Rootless variants under $XDG_RUNTIME_DIR / /run/user/$UID/ are computed at class-load time. The list is not exhaustive; it covers the engines most likely to be installed on a Linux dev box. A downstream host with an unusual setup can subclass and extend.

begin
  xdg_runtime = ENV['XDG_RUNTIME_DIR'] || "/run/user/#{Process.uid}"
  paths = %w[
    /var/run/docker.sock
    /run/docker.sock
    /var/run/containerd/containerd.sock
    /run/containerd/containerd.sock
    /var/run/crio/crio.sock
    /run/crio/crio.sock
    /run/podman/podman.sock
    /var/run/podman/podman.sock
    /run/buildkit/buildkitd.sock
    /var/run/buildkit/buildkitd.sock
    /var/run/libvirt/libvirt-sock
    /run/libvirt/libvirt-sock
    /var/lib/lxd/unix.socket
    /var/snap/lxd/common/lxd/unix.socket
  ]
  paths.concat([
    "#{xdg_runtime}/docker.sock",
    "#{xdg_runtime}/podman/podman.sock"
  ])
  paths.map { |p| Pathname.new(p) }.uniq.freeze
end

Instance Method Summary collapse

#initialize(workspace:, ephemeral_overlay: []) ⇒ Bubblewrap constructor

A new instance of Bubblewrap.
#wrap(argv) ⇒ Array<String>

bwrap + isolation flags + bind-mounts + argv, ready to hand to Subprocess.spawn.

Constructor Details

#initialize(workspace:, ephemeral_overlay: []) ⇒ `Bubblewrap`

Returns a new instance of Bubblewrap.

Parameters:

workspace (Pikuri::Workspace::Filesystem) —

the source of per-host readable/writable roots, the chdir target for the subprocess, and the parent of the per-session overlay state (Workspace::Filesystem#internal_temp).
ephemeral_overlay (Array<String, Pathname>) (defaults to: []) —

paths (must each be a member of workspace.readable) to mount as bubblewrap overlays instead of read-only binds.
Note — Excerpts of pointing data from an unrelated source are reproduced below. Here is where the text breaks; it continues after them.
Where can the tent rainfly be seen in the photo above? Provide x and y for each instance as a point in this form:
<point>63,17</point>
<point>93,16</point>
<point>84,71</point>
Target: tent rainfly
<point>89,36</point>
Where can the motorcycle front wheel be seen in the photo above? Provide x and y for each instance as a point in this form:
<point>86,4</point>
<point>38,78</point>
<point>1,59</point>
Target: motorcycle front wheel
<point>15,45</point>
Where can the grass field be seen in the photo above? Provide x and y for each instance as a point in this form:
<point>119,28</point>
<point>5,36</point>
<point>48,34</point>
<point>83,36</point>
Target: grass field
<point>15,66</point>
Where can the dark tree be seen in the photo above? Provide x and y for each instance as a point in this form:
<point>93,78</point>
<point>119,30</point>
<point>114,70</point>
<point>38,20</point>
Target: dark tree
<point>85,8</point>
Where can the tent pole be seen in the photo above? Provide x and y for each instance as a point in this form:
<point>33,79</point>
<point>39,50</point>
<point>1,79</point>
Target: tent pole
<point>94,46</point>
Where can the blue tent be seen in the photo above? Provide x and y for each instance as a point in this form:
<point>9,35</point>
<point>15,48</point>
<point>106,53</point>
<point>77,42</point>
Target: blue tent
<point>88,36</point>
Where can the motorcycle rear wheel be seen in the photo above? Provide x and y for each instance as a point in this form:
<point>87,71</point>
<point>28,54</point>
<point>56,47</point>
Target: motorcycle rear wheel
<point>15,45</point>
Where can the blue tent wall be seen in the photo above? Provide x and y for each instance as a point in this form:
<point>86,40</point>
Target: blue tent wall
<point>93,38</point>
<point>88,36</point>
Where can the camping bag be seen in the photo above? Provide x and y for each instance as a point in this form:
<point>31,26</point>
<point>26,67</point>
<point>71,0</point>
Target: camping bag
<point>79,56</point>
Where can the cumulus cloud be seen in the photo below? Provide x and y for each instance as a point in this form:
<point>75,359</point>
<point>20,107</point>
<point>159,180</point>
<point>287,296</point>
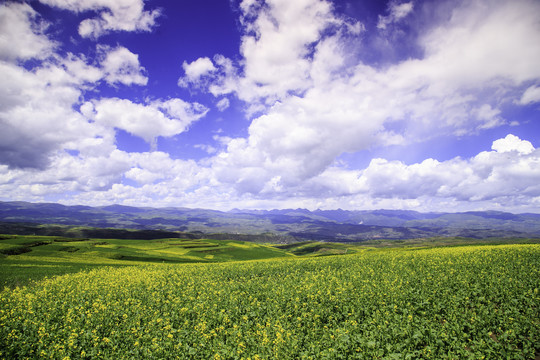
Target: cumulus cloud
<point>396,11</point>
<point>512,143</point>
<point>114,15</point>
<point>483,47</point>
<point>531,95</point>
<point>223,104</point>
<point>122,66</point>
<point>147,121</point>
<point>36,114</point>
<point>195,70</point>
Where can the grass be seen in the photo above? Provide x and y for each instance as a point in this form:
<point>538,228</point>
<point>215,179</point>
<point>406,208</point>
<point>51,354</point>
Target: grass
<point>467,302</point>
<point>24,259</point>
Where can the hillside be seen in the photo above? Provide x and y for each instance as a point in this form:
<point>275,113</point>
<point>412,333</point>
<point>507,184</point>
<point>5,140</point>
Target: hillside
<point>286,225</point>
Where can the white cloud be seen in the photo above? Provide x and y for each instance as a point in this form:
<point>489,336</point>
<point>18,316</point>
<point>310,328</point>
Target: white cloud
<point>147,121</point>
<point>122,66</point>
<point>396,11</point>
<point>531,95</point>
<point>195,70</point>
<point>223,104</point>
<point>22,34</point>
<point>36,114</point>
<point>512,143</point>
<point>484,47</point>
<point>114,15</point>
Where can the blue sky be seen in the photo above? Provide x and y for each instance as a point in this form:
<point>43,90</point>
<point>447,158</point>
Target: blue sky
<point>424,105</point>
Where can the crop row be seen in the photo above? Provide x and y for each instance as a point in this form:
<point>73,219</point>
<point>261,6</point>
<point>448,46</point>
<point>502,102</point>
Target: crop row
<point>445,303</point>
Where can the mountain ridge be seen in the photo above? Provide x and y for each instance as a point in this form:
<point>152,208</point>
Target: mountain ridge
<point>302,224</point>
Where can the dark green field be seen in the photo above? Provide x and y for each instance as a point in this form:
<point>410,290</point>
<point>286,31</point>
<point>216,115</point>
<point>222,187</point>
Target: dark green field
<point>25,258</point>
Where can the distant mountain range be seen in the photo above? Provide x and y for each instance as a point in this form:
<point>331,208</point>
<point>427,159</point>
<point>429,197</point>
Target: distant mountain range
<point>297,224</point>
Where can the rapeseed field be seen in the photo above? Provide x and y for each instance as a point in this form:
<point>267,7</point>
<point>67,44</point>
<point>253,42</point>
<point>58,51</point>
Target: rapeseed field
<point>474,302</point>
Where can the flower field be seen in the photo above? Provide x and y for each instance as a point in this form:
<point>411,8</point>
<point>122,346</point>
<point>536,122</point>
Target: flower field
<point>473,302</point>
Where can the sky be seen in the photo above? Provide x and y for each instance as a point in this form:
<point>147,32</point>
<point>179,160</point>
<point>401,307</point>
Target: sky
<point>263,104</point>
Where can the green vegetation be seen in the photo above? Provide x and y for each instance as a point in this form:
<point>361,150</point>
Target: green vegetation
<point>468,302</point>
<point>30,258</point>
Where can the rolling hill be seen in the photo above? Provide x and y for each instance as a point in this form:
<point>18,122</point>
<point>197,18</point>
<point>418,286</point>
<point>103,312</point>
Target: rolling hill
<point>286,225</point>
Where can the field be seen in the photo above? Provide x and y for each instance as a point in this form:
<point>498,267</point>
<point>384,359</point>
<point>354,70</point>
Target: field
<point>463,302</point>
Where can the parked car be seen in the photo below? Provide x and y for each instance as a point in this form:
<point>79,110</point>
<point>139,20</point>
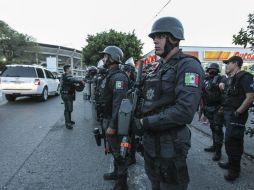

Typically wired with Pikuri::Code::ToolchainPaths.ephemeral_overlay. Empty by default — pure read-only baseline. See the class header for the rationale.

Raises:

(RuntimeError) —

if the workspace lists / as writable (Bubblewrap is for filesystem containment, which is moot when the entire filesystem is the workspace — typically Workspace::Filesystem::AllowAll; the host should pass NONE instead).
(RuntimeError) —

if the workspace has temp set but alias_tmp_to_temp unset — see the class header.
(RuntimeError) —

if any ephemeral_overlay path is not also a member of workspace.readable (so the LLM’s host-side file tools and the sandbox view stay consistent on which paths are visible).
(RuntimeError) —

if any workspace path equals or is an ancestor of a known container/VM control socket (/var/run/docker.sock, containerd.sock, podman.sock, …); see DENIED_CONTAINER_SOCKETS.
(RuntimeError) —

if bwrap isn’t on PATH or fails its probe (typically: kernel without user-namespace support).

# File 'lib/pikuri/code/bash/sandbox.rb', line 299

def initialize(workspace:, ephemeral_overlay: [])
  @workspace = workspace
  @ephemeral_overlay = ephemeral_overlay.map { |p| Pathname.new(p).realpath }.uniq
  reject_unbounded_workspace!
  reject_unaliased_temp!
  reject_overlay_outside_readable!
  reject_container_socket_exposure!
  check_bwrap!
end

Instance Method Details

#wrap(argv) ⇒ `Array<String>`

Returns bwrap + isolation flags + bind-mounts + argv, ready to hand to Subprocess.spawn.